As an example of this new technique, The researchers were able to show that proton irradiation of graphene generates reconstructed monovacancies, predicted by theoretists. This important finding could explain the magnetic behavior of proton-irradiated graphene. Thereby these results clearly improve the general understanding of the behavior of graphene devices under irradiation.

In brief

It has been shown that non-invasive transmission electron microscopy of the e-beam sensitive defect created in proton-irradiated graphene is possible by encapsulation the irradiated graphene between two additional graphene layers and using underfocus imaging conditions. This particular defect shows very important as it has interesting magnetic and mechanical properties.

  1. Lehtinen, O., Tsai, I. L., Jalil, R., Nair, R. R., Keinonen, J., Kaiser, U. A., & Grigorieva, I. V. (2014). Non-invasive transmission electron microscopy of vacancy defects in graphene produced by ion irradiation. Nanoscale, 6: 6569-6576. doi: 10.1039/c4nr01918k

  2. Chen, J.-H., W. G. Cullen, C. Jang, M. S. Fuhrer and E. D. Williams, Defect scattering in graphene, Phys. Rev. Lett., 2009, 102, 236805.

  3. Lundberg, M. B., R. Yang, J. Renard and J. A. Folk, Defectmediated spin relaxation and dephasing in graphene, Phys. Rev. Lett., 2013, 110, 156601.

  4. McCreary, K. M., A. G. Swartz, W. Han, J. Fabian and R. K. Kawakami, Magnetic moment formation in graphene detected by scattering of pure spin currents, Phys. Rev. Lett., 2012, 109, 186604.

  5. Nair, R. R., M. Sepioni, I.-L. Tsai, O. Lehtinen, J. Keinonen, A. V. Krasheninnikov, T. Thomson, A. K. Geim and I. V. Grigorieva, Spin-half paramagnetism in graphene induced by point defects, Nat.
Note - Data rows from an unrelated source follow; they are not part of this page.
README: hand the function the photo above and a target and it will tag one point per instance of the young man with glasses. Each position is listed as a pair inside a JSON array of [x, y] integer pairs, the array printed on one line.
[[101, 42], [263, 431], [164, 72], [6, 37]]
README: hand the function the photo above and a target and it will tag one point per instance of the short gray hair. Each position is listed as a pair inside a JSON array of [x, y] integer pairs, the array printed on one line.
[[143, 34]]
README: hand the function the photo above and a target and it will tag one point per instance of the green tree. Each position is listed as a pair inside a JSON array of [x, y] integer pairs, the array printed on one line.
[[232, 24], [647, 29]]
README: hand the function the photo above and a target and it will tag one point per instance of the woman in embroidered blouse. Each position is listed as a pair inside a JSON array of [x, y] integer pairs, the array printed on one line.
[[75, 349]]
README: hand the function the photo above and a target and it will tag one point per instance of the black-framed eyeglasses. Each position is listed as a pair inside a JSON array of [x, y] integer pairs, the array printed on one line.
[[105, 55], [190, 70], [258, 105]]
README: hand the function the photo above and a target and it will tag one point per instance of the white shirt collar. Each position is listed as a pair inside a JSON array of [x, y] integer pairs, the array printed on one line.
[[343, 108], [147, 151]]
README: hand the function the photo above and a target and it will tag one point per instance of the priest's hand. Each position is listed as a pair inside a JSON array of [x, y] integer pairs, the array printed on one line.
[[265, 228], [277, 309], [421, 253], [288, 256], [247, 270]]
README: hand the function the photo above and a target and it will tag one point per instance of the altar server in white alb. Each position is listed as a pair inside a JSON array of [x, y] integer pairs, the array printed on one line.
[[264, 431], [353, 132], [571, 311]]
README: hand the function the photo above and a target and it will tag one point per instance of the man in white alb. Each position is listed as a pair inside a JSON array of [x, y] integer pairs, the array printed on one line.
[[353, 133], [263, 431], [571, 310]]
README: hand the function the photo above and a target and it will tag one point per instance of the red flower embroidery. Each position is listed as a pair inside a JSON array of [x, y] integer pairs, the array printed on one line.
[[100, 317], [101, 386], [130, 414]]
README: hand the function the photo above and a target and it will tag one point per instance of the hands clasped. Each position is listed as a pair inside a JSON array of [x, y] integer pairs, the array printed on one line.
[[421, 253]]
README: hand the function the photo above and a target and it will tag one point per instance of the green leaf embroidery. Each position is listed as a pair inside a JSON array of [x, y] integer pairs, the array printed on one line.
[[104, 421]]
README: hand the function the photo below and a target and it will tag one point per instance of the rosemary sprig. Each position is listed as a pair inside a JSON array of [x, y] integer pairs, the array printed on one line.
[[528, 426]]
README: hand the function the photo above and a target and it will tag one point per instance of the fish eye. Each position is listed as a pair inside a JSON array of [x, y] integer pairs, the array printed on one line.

Phys., 2012, 8, 199–202.

  6. Sato, Y., K. Suenaga, S. Okubo, T. Okazaki and S. Iijima, Structures of D-5d-C-80 and I-h-Er3N@C-80 fullerenes and their rotation inside carbon nanotubes demonstrated by aberration-corrected electron microscopy, Nano Lett., 2007, 7, 3704–3708.

  7. Meyer, J. C., C. Kisielowski, R. Erni, M. D. Rossell, M. F. Crommie and A. Zettl, Direct imaging of lattice atoms and topological defects in graphene membranes, Nano Lett., 2008, 8, 3582–3586.

  8. Erni, R., M. Rossell, C. Kisielowski and U. Dahmen, Atomicresolution imaging with a sub-50 pm electron probe, Phys. Rev. Lett., 2009, 102, 096101.

  9. Jin, C., F. Lin, K. Suenaga and S. Iijima, Fabrication of a freestanding boron nitride single layer and its defect assignments, Phys. Rev. Lett., 2009, 102, 3–6.

  10. Meyer, J. C., A. Chuvilin, G. Algara-Siller, J. Biskupek and U. Kaiser, Selective sputtering and atomic resolution imaging of atomically thin boron nitride membranes, Nano Lett., 2009, 9, 2683–2689.